Obama will use the “bully pulpit” of a nationally televised primetime address to the House, the Senate and the nation to sell not so much a specific plan as an understanding of the moment we are in — and of how we might get out of it.
This is a smart, and essential, move on Obama’s part.
Americans are deeply worried about the state of the union, specifically the economy.
They are looking to their president to lead them out of the thicket in which George Bush left the country when the 43rd president exited the White House barely a month ago.
Obama has the confidence of the American people — 63 percent of whom approve of how he is running the country, according to a fresh New York Times/CBS News poll — and he also has something else: their understanding that repairing a broken economy will not be easy work.
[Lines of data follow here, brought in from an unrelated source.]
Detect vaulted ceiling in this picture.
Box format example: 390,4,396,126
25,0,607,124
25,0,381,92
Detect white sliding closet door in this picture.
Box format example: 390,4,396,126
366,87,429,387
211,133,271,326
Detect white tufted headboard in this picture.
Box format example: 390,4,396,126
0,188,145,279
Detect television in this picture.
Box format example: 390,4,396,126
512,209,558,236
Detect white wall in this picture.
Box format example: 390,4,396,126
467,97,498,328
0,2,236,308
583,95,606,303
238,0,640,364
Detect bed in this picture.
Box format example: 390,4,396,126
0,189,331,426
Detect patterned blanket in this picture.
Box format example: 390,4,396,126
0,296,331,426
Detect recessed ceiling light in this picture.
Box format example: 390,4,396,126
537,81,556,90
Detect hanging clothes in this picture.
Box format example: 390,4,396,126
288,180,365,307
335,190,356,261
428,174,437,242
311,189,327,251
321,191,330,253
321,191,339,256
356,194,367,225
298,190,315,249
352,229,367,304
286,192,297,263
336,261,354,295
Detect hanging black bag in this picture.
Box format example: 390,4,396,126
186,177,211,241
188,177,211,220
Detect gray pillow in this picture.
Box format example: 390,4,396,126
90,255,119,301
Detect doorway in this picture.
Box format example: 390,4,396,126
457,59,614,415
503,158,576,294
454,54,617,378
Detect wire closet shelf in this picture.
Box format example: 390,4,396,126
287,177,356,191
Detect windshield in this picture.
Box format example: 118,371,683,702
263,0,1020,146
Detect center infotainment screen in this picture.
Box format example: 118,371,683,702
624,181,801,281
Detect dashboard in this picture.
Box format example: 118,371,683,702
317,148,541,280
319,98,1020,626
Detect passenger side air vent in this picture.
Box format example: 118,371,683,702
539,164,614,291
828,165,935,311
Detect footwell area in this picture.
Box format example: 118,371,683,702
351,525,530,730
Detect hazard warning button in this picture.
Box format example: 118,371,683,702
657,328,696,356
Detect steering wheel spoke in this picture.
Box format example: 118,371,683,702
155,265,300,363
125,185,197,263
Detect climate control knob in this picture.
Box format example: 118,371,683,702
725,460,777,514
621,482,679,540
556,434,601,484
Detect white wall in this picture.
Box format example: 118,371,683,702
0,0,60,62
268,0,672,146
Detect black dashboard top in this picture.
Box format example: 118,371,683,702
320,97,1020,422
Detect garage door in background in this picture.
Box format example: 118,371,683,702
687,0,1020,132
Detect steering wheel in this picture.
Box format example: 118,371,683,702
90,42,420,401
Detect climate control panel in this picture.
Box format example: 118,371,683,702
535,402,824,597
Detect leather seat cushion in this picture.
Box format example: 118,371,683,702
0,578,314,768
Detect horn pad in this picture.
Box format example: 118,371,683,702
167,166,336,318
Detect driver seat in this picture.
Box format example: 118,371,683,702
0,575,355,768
According to the Times/CBS survey, roughly half of all Americans surveyed express doubts about the prospect that the economic “stimulus” plan Obama signed into law last week will be sufficient to jumpstart the economy. More than two-thirds of those surveyed say they expect that more federal spending will be needed to get the economy humming.
That final number is the most important one for Obama, as he is going to have to propose more spending — not just to address the bank and mortgage crisis but to do what last week’s stimulus package was supposed to do but probably won’t: right the budgets of states and municipalities, keep schools adequately funded and start putting millions of Americans to work on infrastructure projects.
The difficult reality of an economic circumstance like the one in which the United States finds itself is that one, or two, or three interventions won’t be sufficient. The process of undoing decades of damage done by deregulators, free traders and fiscal fantasists is invariably long and frustrating.
For a president to succeed — indeed, for a president to survive politically — in such a period, he must have the combination of public confidence and public patience that Obama seems to enjoy at this point.
The president’s more severe Republican critics will attempt to undermine that confidence and put limits on that patience. This is the nature of politics.
And this is why Obama is making full use of the bully pulpit tonight.
New presidents aren’t required to deliver State of the Union addresses because they have just inherited responsibility for “the union” and thus are not expected to report to Congress on the “state” that it is in until they have had a chance to get to know their way around.
But Barack Obama does not have the luxury of time. The state of the union he inherited is miserable — and, perhaps, even tenuous.
Americans have faith that Obama can improve things, and they appear to understand that it will take him time to accomplish the task. But the quality of his communication with the people — over and above the criticisms in Congress and the punditoid blathering in the media — will determine how much time.
So the president will deliver what for him and for the republic is an exceptionally important address on the state of the union tonight, even if it is not — repeat not a State of the Union address.